Monday, September 22, 2014

Activision hires Rudy Giuliani to fight Noriega's 'Call of Duty' suit


Rudy Giuliani is back to denouncing "an evil, heinous criminal," as he put it. This time, it's Manuel Noriega.


Activision Blizzard Inc. has hired the former New York City mayor who presided during the Sept. 11, 2001 terrorist attacks to fight a lawsuit brought by the former military dictator of Panama over his depiction in the video game “Call of Duty: Black Ops II.”


Activision plans to file a request to dismiss the lawsuit in Los Angeles County Superior Court on Monday, the Santa Monica company said.


Noriega is seeking royalties and damages for the use of his likeness in the hit video game without his permission.

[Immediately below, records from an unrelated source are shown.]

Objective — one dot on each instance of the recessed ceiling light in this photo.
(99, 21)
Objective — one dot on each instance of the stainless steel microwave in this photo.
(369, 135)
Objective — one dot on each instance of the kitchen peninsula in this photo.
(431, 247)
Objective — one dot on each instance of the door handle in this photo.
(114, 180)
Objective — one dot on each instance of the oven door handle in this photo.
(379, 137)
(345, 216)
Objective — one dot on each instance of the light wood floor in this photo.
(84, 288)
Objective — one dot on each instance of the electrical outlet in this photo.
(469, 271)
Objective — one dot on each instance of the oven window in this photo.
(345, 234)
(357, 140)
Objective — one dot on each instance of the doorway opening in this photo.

Activision’s main argument is that Noriega’s fame derives from being a key figure in political events, not from any sort of “creative labor.” Creators of books, TV shows, movies and video games should be able to borrow from history to express context and add some “historical flavor,” according to Activision.


Courts have sometimes treated video games differently from other forms of creative content, and bringing Giuliani on board suggests Activision wants to put a quick end to that.

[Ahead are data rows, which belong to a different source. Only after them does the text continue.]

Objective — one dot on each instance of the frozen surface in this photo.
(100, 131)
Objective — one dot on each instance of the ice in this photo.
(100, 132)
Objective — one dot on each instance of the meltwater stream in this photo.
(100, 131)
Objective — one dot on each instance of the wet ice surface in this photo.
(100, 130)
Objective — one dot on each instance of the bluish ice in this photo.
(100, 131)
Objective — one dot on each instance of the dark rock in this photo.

"We’re doing it for an entire community of movies, video games and books -- this whole art form of historical fiction," Giuliani, a partner at Bracewell & Giuliani LLP, said in a phone interview. "The attack on video games is no different than movies, books. They are all the same for free-speech protection."

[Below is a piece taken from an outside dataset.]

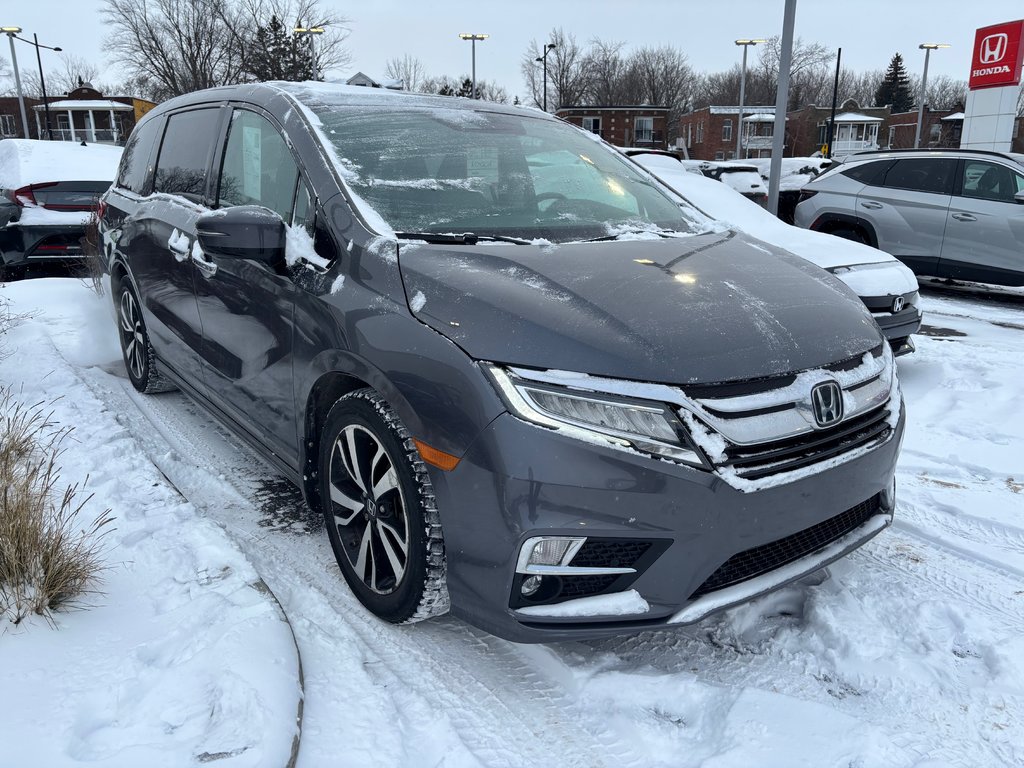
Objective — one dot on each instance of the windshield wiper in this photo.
(466, 239)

Lawyers for Noriega did not immediately return calls seeking comment.


Other public figures are depicted in "Black Ops II," including former U.S. Gen. David Petraeus, and there's a ship called U.S.S. Barack Obama.


Giuliani said if Noriega can get away with this, "Osama bin Laden's relatives could sue [the film] 'Zero Dark Thirty' and we could go on and on."


He pointed to the 2011 U.S. Supreme Court decision in Brown v. Entertainment Merchants Association as the "prevailing authority that movie games are no different than movies and books." In the 7-2 decision, the court struck down a California law that banned the sale of violent video games to children after finding that video games were a form of protected speech.